Graduates have improved their material conditions. They are able to find employment based on their increased skills and knowledge and their nationally or internationally recognised qualification. Almost all graduates now have a career in the tourism industry. They have increased their income and many graduates have increased their assets (an increase in a graduate’s assets is usually correlated with a longer time since graduation). Graduates are using their increased income to improve their own situations as well as the situations of their families. Almost all graduates have their own bank accounts and control over these accounts.

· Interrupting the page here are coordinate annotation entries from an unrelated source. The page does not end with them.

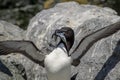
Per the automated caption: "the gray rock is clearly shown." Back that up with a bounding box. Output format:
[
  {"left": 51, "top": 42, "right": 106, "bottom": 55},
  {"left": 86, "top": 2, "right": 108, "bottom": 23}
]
[
  {"left": 26, "top": 2, "right": 120, "bottom": 80},
  {"left": 0, "top": 21, "right": 25, "bottom": 80},
  {"left": 0, "top": 2, "right": 120, "bottom": 80}
]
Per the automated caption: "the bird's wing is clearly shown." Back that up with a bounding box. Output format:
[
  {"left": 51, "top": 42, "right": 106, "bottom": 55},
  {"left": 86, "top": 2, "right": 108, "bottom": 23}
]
[
  {"left": 0, "top": 40, "right": 45, "bottom": 66},
  {"left": 71, "top": 21, "right": 120, "bottom": 65}
]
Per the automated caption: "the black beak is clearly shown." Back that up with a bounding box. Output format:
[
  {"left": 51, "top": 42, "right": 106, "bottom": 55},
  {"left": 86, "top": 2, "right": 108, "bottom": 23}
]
[{"left": 52, "top": 29, "right": 60, "bottom": 41}]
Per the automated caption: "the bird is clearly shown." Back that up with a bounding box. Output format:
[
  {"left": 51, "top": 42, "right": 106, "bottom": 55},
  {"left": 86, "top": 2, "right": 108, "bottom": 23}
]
[{"left": 0, "top": 21, "right": 120, "bottom": 80}]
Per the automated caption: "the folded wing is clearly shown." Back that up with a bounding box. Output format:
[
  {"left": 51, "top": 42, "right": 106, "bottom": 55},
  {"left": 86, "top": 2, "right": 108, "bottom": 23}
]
[
  {"left": 71, "top": 21, "right": 120, "bottom": 65},
  {"left": 0, "top": 40, "right": 45, "bottom": 66}
]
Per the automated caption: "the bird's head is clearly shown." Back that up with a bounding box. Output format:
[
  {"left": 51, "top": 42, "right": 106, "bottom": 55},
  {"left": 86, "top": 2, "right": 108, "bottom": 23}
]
[{"left": 52, "top": 27, "right": 74, "bottom": 52}]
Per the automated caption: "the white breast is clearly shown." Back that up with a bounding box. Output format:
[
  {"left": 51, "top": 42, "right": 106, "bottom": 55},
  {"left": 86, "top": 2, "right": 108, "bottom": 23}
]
[{"left": 44, "top": 44, "right": 72, "bottom": 80}]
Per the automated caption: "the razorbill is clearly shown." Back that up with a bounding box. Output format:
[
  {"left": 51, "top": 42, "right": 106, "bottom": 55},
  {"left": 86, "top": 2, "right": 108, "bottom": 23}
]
[{"left": 0, "top": 21, "right": 120, "bottom": 80}]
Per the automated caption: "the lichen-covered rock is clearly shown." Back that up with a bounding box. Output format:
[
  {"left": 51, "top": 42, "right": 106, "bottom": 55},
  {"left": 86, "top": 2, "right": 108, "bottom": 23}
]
[
  {"left": 0, "top": 20, "right": 26, "bottom": 80},
  {"left": 0, "top": 2, "right": 120, "bottom": 80},
  {"left": 26, "top": 2, "right": 120, "bottom": 80},
  {"left": 0, "top": 20, "right": 24, "bottom": 41}
]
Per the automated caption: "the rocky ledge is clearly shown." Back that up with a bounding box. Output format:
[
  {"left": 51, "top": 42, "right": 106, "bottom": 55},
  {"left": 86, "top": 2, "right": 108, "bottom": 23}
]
[{"left": 0, "top": 2, "right": 120, "bottom": 80}]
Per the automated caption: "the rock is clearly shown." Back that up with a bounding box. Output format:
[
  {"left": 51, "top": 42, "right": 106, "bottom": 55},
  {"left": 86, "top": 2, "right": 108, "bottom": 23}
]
[
  {"left": 26, "top": 2, "right": 120, "bottom": 80},
  {"left": 0, "top": 20, "right": 25, "bottom": 41},
  {"left": 0, "top": 21, "right": 25, "bottom": 80}
]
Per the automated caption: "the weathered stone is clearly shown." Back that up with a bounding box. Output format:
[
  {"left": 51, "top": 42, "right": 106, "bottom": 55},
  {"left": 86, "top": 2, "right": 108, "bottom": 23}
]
[
  {"left": 26, "top": 2, "right": 120, "bottom": 80},
  {"left": 0, "top": 2, "right": 120, "bottom": 80}
]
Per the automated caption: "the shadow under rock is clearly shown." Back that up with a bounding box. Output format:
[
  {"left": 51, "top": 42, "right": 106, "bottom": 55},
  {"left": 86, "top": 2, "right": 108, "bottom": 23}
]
[{"left": 94, "top": 40, "right": 120, "bottom": 80}]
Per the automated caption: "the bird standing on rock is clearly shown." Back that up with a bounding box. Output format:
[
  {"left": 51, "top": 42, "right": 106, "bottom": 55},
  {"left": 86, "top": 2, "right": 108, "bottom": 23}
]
[{"left": 0, "top": 21, "right": 120, "bottom": 80}]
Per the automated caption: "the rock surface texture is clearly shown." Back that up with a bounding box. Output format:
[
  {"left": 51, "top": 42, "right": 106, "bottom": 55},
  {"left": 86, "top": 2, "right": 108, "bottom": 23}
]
[{"left": 0, "top": 2, "right": 120, "bottom": 80}]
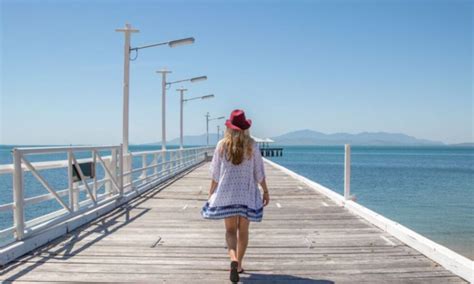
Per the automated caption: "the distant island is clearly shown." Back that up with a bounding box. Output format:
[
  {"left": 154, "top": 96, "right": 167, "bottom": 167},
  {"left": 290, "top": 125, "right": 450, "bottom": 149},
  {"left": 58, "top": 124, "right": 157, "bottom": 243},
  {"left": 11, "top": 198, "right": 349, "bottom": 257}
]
[
  {"left": 143, "top": 129, "right": 456, "bottom": 146},
  {"left": 272, "top": 129, "right": 445, "bottom": 146}
]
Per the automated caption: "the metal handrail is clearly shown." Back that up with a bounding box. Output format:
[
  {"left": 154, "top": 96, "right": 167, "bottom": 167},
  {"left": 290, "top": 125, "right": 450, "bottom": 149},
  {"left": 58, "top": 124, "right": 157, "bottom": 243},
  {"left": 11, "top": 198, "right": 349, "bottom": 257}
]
[{"left": 0, "top": 145, "right": 214, "bottom": 247}]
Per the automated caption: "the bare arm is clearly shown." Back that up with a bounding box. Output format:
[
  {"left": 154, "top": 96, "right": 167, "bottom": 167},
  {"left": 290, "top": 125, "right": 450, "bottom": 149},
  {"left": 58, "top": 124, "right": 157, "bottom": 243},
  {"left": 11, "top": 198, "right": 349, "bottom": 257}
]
[
  {"left": 260, "top": 178, "right": 270, "bottom": 206},
  {"left": 207, "top": 180, "right": 218, "bottom": 199}
]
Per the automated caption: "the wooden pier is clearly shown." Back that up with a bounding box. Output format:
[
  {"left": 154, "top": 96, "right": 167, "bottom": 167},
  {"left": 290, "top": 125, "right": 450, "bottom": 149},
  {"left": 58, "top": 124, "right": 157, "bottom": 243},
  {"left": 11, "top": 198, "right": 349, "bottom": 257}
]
[{"left": 0, "top": 161, "right": 466, "bottom": 283}]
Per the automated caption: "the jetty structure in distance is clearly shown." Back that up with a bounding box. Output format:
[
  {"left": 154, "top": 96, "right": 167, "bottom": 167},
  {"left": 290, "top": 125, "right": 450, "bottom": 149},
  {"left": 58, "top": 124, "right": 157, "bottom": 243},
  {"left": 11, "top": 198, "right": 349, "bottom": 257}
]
[{"left": 0, "top": 25, "right": 474, "bottom": 283}]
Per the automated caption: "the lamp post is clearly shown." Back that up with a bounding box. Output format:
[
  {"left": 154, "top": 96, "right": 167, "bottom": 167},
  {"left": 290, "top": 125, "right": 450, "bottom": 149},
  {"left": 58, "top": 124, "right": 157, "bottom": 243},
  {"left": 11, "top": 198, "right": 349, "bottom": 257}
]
[
  {"left": 205, "top": 112, "right": 225, "bottom": 146},
  {"left": 156, "top": 72, "right": 207, "bottom": 151},
  {"left": 176, "top": 88, "right": 214, "bottom": 149},
  {"left": 115, "top": 24, "right": 194, "bottom": 153}
]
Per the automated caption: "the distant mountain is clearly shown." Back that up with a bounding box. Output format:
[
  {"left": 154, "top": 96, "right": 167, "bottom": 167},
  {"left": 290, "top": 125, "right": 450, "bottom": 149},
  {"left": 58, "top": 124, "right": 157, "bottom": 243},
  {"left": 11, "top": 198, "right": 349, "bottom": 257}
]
[
  {"left": 144, "top": 129, "right": 444, "bottom": 146},
  {"left": 449, "top": 142, "right": 474, "bottom": 147},
  {"left": 147, "top": 133, "right": 222, "bottom": 145},
  {"left": 272, "top": 129, "right": 444, "bottom": 146}
]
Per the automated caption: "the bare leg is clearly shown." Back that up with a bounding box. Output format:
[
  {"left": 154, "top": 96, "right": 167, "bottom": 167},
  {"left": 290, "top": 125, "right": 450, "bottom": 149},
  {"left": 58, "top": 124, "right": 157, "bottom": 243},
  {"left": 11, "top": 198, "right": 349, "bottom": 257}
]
[
  {"left": 237, "top": 216, "right": 250, "bottom": 271},
  {"left": 224, "top": 216, "right": 239, "bottom": 261}
]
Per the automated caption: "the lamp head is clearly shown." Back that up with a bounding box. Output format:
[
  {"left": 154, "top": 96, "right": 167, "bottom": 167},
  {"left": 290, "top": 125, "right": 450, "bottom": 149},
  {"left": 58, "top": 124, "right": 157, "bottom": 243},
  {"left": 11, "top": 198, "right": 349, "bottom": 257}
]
[
  {"left": 201, "top": 95, "right": 214, "bottom": 100},
  {"left": 168, "top": 37, "right": 194, "bottom": 48},
  {"left": 189, "top": 76, "right": 207, "bottom": 83}
]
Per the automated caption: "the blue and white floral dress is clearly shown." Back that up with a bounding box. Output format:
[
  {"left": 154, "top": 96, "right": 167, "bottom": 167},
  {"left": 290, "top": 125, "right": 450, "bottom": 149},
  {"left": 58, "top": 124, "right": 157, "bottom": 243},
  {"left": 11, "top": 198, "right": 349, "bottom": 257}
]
[{"left": 201, "top": 140, "right": 265, "bottom": 222}]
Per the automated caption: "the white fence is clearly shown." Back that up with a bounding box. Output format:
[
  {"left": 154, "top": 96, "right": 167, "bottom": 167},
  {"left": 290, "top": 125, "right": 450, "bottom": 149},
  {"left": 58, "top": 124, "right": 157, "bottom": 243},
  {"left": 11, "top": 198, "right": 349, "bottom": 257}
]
[{"left": 0, "top": 146, "right": 213, "bottom": 246}]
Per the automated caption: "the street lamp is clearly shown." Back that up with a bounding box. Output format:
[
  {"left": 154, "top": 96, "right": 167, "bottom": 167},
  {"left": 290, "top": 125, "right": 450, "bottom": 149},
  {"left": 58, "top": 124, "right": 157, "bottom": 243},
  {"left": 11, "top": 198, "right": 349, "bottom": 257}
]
[
  {"left": 156, "top": 69, "right": 207, "bottom": 151},
  {"left": 205, "top": 112, "right": 225, "bottom": 146},
  {"left": 176, "top": 88, "right": 214, "bottom": 149},
  {"left": 115, "top": 24, "right": 194, "bottom": 153}
]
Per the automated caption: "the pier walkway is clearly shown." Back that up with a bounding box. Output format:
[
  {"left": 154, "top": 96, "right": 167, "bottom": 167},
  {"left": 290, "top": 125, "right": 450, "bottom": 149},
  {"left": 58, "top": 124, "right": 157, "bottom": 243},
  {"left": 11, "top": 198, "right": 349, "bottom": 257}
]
[{"left": 0, "top": 163, "right": 465, "bottom": 283}]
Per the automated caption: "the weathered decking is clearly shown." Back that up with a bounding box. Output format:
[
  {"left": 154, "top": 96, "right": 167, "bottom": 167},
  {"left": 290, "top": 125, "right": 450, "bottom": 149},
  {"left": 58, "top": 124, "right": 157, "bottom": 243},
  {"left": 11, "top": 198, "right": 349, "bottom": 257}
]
[{"left": 0, "top": 161, "right": 464, "bottom": 283}]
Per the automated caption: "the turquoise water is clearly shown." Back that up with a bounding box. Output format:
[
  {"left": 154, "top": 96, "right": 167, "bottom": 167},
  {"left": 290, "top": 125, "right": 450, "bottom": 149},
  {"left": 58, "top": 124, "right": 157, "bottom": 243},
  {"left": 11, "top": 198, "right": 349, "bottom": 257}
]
[
  {"left": 0, "top": 146, "right": 474, "bottom": 258},
  {"left": 270, "top": 146, "right": 474, "bottom": 259}
]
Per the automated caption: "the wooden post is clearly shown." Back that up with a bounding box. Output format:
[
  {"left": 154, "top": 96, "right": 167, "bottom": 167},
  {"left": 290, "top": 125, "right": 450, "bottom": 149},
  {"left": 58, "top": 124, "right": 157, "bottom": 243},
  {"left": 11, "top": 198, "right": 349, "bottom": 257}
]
[{"left": 344, "top": 144, "right": 351, "bottom": 200}]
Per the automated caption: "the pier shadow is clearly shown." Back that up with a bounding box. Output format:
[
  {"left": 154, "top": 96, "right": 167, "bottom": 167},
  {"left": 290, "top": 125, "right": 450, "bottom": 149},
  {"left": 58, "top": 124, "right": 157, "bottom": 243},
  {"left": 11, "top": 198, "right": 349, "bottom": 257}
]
[
  {"left": 0, "top": 164, "right": 200, "bottom": 283},
  {"left": 239, "top": 273, "right": 335, "bottom": 284}
]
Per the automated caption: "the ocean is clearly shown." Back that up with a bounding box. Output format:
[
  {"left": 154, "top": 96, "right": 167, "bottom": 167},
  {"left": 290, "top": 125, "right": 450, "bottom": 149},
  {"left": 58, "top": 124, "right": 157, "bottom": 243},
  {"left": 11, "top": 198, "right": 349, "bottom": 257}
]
[
  {"left": 269, "top": 146, "right": 474, "bottom": 259},
  {"left": 0, "top": 146, "right": 474, "bottom": 259}
]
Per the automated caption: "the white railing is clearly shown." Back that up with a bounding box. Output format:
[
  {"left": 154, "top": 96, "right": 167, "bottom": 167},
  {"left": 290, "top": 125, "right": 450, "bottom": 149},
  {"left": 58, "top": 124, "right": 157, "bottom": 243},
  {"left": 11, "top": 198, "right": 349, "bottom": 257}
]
[{"left": 0, "top": 145, "right": 213, "bottom": 246}]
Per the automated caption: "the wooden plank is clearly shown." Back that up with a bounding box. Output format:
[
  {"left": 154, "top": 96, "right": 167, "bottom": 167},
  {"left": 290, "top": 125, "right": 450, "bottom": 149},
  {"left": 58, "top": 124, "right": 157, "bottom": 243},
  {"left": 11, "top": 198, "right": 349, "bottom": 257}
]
[{"left": 0, "top": 164, "right": 465, "bottom": 283}]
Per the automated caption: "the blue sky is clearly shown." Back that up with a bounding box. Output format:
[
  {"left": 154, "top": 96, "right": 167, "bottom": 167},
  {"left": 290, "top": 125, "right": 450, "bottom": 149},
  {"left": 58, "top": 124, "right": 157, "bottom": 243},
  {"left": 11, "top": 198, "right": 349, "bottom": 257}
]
[{"left": 0, "top": 0, "right": 474, "bottom": 144}]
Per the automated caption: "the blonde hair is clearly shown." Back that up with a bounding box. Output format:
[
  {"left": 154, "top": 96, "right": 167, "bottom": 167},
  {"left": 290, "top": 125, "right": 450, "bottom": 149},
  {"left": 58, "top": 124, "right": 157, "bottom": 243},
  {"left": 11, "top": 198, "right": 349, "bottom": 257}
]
[{"left": 220, "top": 128, "right": 253, "bottom": 165}]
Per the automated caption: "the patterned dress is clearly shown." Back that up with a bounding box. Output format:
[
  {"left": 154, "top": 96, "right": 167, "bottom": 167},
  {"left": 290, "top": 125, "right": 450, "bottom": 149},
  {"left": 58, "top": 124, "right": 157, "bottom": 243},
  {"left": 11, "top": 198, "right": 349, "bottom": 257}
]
[{"left": 201, "top": 140, "right": 265, "bottom": 222}]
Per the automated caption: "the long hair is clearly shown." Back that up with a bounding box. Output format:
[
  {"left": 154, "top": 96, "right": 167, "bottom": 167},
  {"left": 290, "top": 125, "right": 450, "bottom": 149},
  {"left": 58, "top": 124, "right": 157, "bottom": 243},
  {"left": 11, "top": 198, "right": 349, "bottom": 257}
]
[{"left": 221, "top": 128, "right": 253, "bottom": 165}]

Changes in the lives of the graduates is having a largely positive effect on their families and there is some evidence of effects in their communities. Most family members have changed what they think men and women can do through witnessing the process of the scholarship recipients complete their study and begin working. This change in thinking has not fully translated into practice, however. For example, most women are working more since graduating. They now have paid employment and are still undertaking most of the care work in the house. In some households, women and men have renegotiated this workload. This is an example of joint decision making that is occurring in most households.
Within the community, women are serving as role models and have contributed to an improved view of women. This change of community attitude is not complete, however, with women still facing discriminative attitudes in general and negative attitudes about working in the spa industry specifically.
The scholarships have contributed to two formal changes to systems: the beginning of a collective association, through the Fiji Section of the international beauty association International Committee of Aesthetics and Cosmetology (CIDESCO), which will advocate for consistent pay rates across the sector; and the implementation of sexual harassment policy in spas and hotels across Fiji.